12 September 2011: Giving a Stranger a Hug on 9/11
Yesterday evening, being utterly exhausted from watching the heart-breaking non-stop TV-coverage of the tenth anniversary of 9/11, some friends and I decided to take a break by attending a wonderful non-9/11 “celebration of music and art from the 17th to 19th centuries” in the central court of the Spencer Museum of Art on the KU campus. We had great seats on the front row, and we were in for a real treat. On hand were two superb artists from the KU School of Music, vocalist Genaro Mendez, accompanied on the piano by Robert Hiller, in a concert of songs by Purcell, Beethoven, Liszt, and Tosti.
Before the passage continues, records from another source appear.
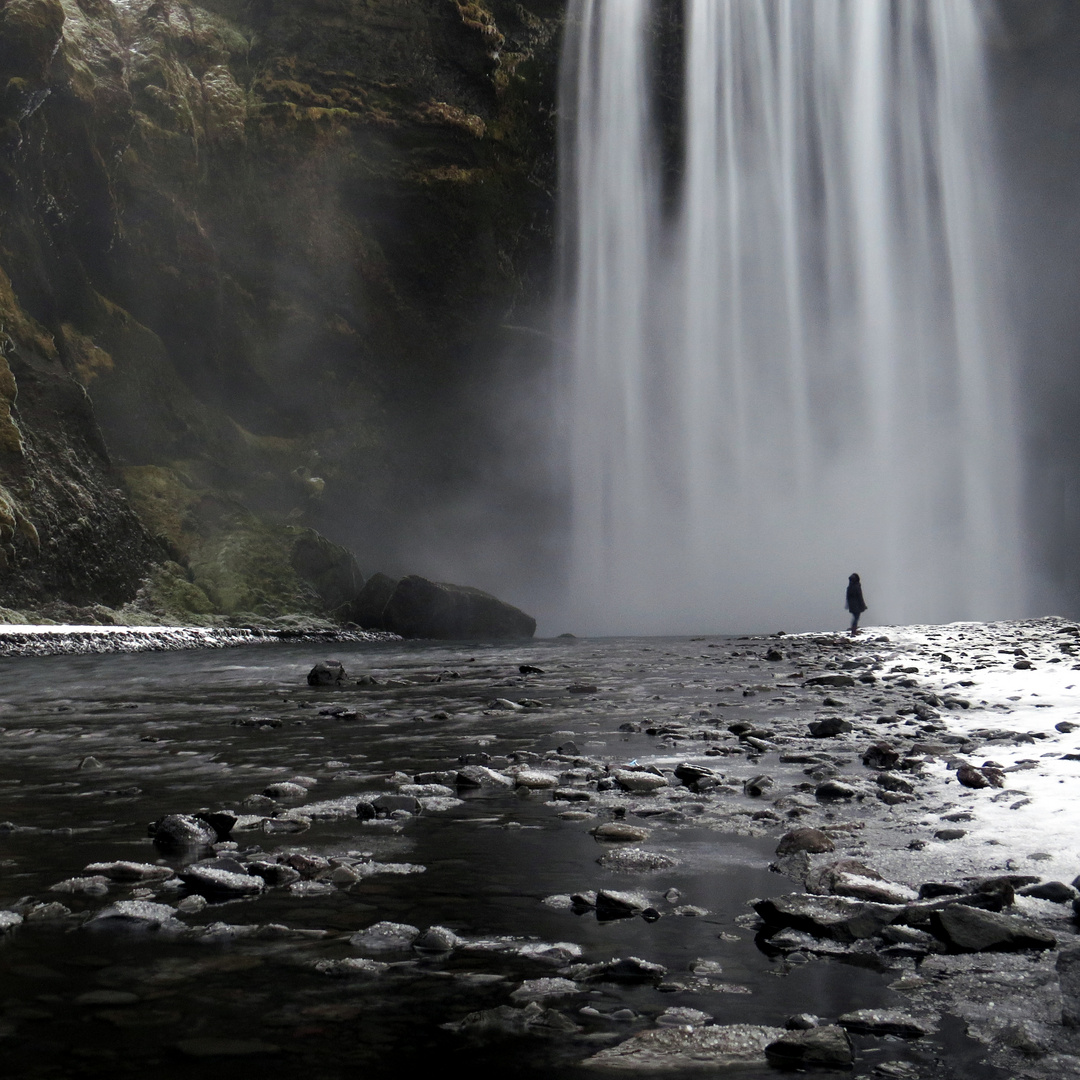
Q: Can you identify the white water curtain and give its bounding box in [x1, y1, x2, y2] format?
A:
[561, 0, 1026, 635]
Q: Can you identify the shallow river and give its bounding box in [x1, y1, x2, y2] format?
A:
[0, 637, 1002, 1078]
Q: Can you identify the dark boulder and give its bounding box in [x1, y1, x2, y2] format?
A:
[862, 742, 899, 769]
[149, 814, 217, 853]
[307, 660, 346, 686]
[776, 828, 835, 856]
[765, 1026, 854, 1068]
[353, 573, 399, 630]
[382, 576, 535, 640]
[809, 717, 853, 737]
[931, 904, 1056, 952]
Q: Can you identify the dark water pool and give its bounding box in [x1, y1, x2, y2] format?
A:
[0, 638, 1003, 1078]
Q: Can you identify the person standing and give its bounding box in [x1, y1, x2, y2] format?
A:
[845, 573, 867, 634]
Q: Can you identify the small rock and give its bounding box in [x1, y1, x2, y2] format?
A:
[808, 718, 853, 737]
[509, 978, 580, 1003]
[263, 782, 308, 800]
[307, 661, 346, 686]
[776, 828, 835, 856]
[456, 765, 515, 789]
[595, 890, 649, 920]
[837, 1009, 934, 1038]
[349, 921, 421, 953]
[862, 743, 900, 769]
[149, 814, 217, 853]
[591, 822, 650, 842]
[179, 865, 265, 900]
[743, 774, 773, 797]
[585, 1025, 786, 1069]
[935, 828, 967, 841]
[576, 956, 668, 984]
[815, 779, 856, 799]
[613, 769, 668, 793]
[86, 901, 181, 931]
[1019, 881, 1075, 903]
[413, 925, 461, 952]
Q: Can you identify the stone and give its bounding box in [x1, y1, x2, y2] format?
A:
[808, 717, 853, 737]
[263, 782, 308, 799]
[765, 1025, 854, 1068]
[876, 771, 915, 794]
[597, 848, 677, 871]
[453, 1001, 579, 1036]
[805, 674, 857, 688]
[1020, 881, 1075, 903]
[413, 925, 461, 952]
[371, 793, 422, 816]
[0, 912, 22, 933]
[776, 828, 835, 855]
[743, 774, 773, 796]
[83, 860, 176, 883]
[956, 763, 990, 789]
[86, 900, 181, 931]
[577, 957, 667, 984]
[815, 779, 856, 799]
[381, 575, 535, 640]
[584, 1024, 787, 1070]
[149, 814, 217, 853]
[863, 743, 900, 769]
[595, 890, 649, 920]
[178, 865, 265, 900]
[349, 921, 421, 953]
[613, 769, 668, 793]
[674, 762, 715, 786]
[49, 876, 110, 896]
[509, 978, 580, 1003]
[247, 861, 301, 887]
[752, 893, 901, 941]
[307, 660, 346, 686]
[591, 822, 650, 842]
[837, 1009, 934, 1037]
[515, 770, 560, 789]
[935, 828, 967, 841]
[456, 765, 515, 789]
[931, 904, 1056, 952]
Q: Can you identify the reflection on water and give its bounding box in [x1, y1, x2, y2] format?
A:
[0, 639, 999, 1077]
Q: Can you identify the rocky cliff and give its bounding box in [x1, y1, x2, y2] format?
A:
[0, 0, 561, 625]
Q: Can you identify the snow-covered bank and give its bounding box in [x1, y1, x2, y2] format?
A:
[0, 624, 395, 658]
[879, 617, 1080, 888]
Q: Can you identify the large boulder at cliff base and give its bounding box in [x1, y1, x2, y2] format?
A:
[353, 573, 399, 630]
[382, 576, 535, 640]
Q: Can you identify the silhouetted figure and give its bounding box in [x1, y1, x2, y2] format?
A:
[845, 573, 867, 635]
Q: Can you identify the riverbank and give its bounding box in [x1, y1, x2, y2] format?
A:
[0, 623, 395, 658]
[0, 618, 1078, 1077]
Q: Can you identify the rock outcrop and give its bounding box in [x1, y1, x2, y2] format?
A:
[0, 0, 562, 622]
[381, 575, 535, 640]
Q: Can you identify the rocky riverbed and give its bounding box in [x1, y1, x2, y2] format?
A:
[1, 618, 1080, 1078]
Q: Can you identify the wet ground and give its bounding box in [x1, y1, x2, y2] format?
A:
[0, 626, 1075, 1078]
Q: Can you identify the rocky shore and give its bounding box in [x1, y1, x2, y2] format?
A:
[2, 617, 1080, 1077]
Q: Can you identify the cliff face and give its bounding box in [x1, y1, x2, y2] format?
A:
[0, 0, 561, 623]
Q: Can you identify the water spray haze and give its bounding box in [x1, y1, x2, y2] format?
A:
[560, 0, 1028, 635]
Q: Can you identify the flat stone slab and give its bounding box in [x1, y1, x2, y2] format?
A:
[932, 905, 1057, 952]
[583, 1024, 787, 1069]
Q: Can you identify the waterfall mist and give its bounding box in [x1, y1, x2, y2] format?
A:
[560, 0, 1028, 635]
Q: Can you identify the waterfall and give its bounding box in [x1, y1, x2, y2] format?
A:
[561, 0, 1027, 634]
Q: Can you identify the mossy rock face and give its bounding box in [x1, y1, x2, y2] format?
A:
[0, 0, 564, 615]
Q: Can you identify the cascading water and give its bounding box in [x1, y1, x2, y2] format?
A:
[561, 0, 1028, 635]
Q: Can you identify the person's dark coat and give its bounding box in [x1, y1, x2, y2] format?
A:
[845, 574, 867, 617]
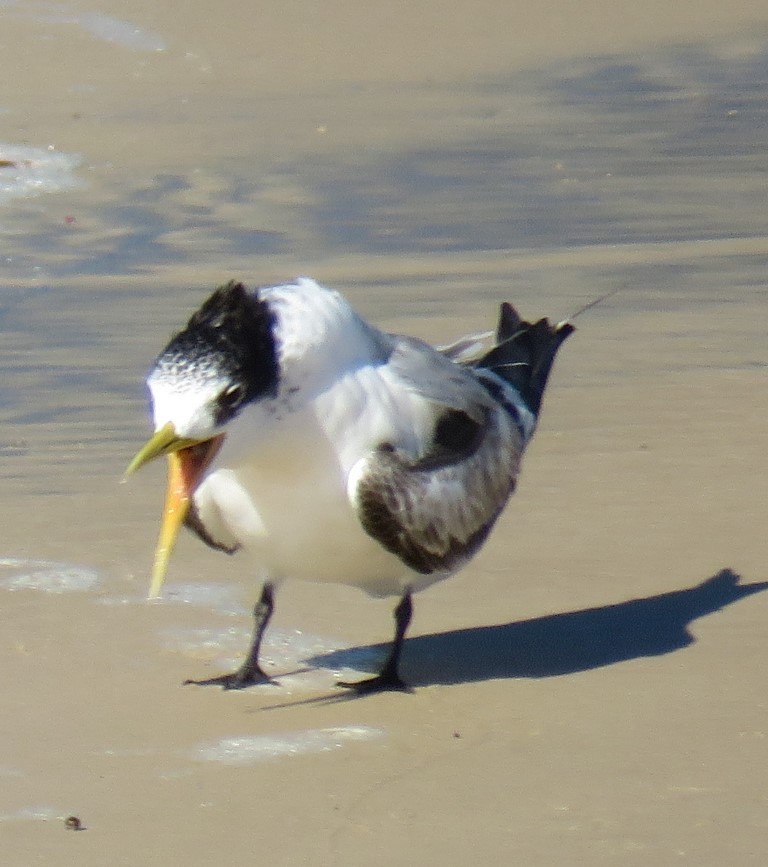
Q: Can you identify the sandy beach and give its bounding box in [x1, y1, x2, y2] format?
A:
[1, 1, 768, 864]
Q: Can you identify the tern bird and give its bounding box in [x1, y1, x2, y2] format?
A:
[127, 278, 573, 693]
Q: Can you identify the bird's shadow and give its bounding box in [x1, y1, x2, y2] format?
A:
[307, 569, 768, 687]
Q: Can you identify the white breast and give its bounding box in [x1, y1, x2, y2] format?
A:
[191, 376, 443, 598]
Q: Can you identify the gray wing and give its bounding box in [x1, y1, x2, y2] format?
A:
[436, 330, 493, 363]
[384, 334, 499, 423]
[354, 335, 524, 574]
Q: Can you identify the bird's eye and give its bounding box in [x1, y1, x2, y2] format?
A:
[224, 385, 243, 403]
[215, 383, 246, 423]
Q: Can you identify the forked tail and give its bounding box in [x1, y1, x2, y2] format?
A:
[476, 303, 574, 416]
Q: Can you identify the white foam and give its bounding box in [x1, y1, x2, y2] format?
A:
[194, 726, 382, 765]
[162, 621, 382, 692]
[104, 580, 382, 690]
[67, 12, 166, 51]
[0, 805, 61, 822]
[156, 581, 249, 615]
[0, 558, 98, 593]
[97, 581, 248, 614]
[0, 2, 166, 52]
[0, 144, 81, 207]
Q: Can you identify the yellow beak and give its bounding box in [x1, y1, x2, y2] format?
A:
[126, 423, 223, 599]
[124, 422, 203, 477]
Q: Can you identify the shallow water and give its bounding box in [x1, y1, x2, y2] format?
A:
[1, 3, 768, 863]
[2, 35, 767, 503]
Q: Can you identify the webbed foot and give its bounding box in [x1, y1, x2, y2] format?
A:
[184, 663, 277, 690]
[337, 671, 412, 695]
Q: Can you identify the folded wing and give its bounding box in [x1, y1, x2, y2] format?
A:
[351, 303, 574, 576]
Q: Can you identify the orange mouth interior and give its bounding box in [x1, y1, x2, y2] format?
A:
[148, 435, 224, 598]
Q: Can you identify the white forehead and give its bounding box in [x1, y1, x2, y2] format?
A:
[147, 372, 224, 438]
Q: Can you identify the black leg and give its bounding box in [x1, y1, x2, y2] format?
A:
[185, 582, 277, 690]
[339, 591, 414, 694]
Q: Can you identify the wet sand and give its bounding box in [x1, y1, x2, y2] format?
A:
[2, 1, 768, 864]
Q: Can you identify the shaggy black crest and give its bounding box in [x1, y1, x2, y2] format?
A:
[159, 281, 279, 425]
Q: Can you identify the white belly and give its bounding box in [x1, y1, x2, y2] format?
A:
[190, 378, 453, 597]
[193, 448, 438, 598]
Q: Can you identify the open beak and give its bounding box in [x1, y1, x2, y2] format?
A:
[125, 422, 224, 599]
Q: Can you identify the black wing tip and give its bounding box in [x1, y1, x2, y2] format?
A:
[497, 302, 576, 344]
[496, 302, 523, 343]
[531, 316, 576, 351]
[481, 303, 575, 417]
[555, 319, 576, 339]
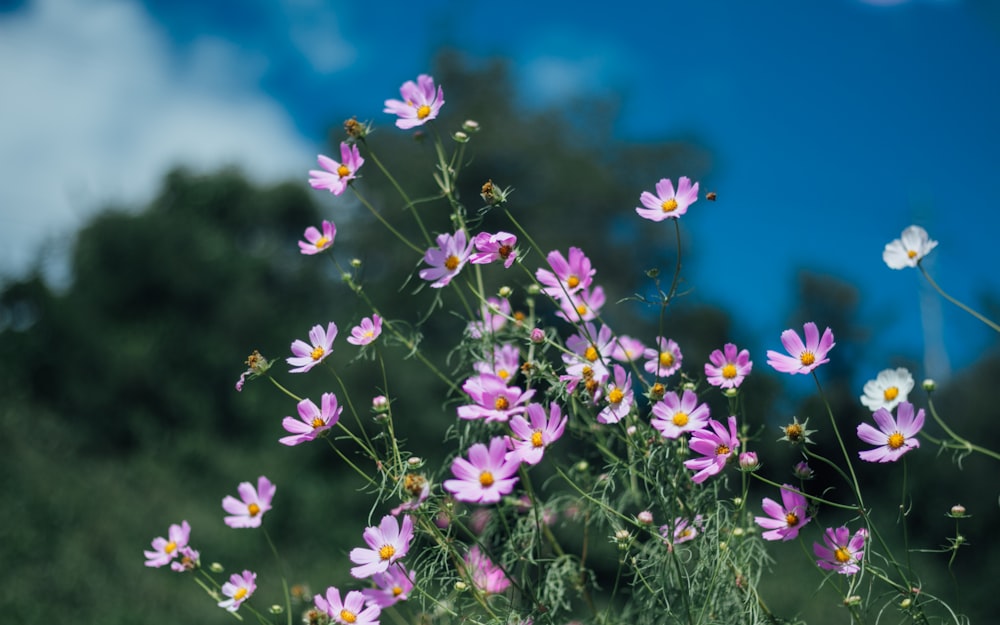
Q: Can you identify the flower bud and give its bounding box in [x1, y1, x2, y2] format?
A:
[210, 562, 224, 573]
[739, 452, 760, 472]
[682, 382, 697, 391]
[526, 284, 541, 295]
[454, 581, 468, 591]
[649, 382, 665, 400]
[949, 504, 967, 518]
[372, 395, 389, 412]
[350, 258, 362, 268]
[922, 378, 936, 392]
[269, 604, 284, 614]
[462, 119, 480, 133]
[407, 457, 423, 467]
[792, 461, 814, 480]
[498, 286, 512, 298]
[530, 328, 545, 344]
[574, 460, 589, 472]
[452, 131, 469, 143]
[636, 510, 654, 525]
[723, 388, 739, 398]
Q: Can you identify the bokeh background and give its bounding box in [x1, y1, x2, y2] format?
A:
[2, 0, 999, 623]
Moments before the concert began, I noticed that the dapper-looking gentleman in his 60’s sitting on my right, who seemed to be saving a couple of seats to his right, kept turning his head to look at other folks who were arriving for the concert. Trying to make chit-chat, I smiled and asked him, “Are you waiting for friends?”
“No,” he replied woefully, “I have no friends.”
“Oh, you poor man,” I mumbled sympathetically. “Would you like a hug?”
His face broke out in a smile, so I reached over and hugged him. Then I heard someone laughing behind us. I turned to look. It was Joyce Castle, the opera singer, now also on the music faculty at KU. “You should hug him back,” she said to the stranger I had just hugged. Which he did, promptly. And then the wonderful concert began.
At the reception following the concert, someone told me that the dapper-looking stranger whom I had hugged so spontaneously, and who had hugged me back with equal enthusiasm, was Shade Little, the husband of KU Chancellor Bernadette Gray-Little.
And that’s how I will choose to remember September 11, 2011.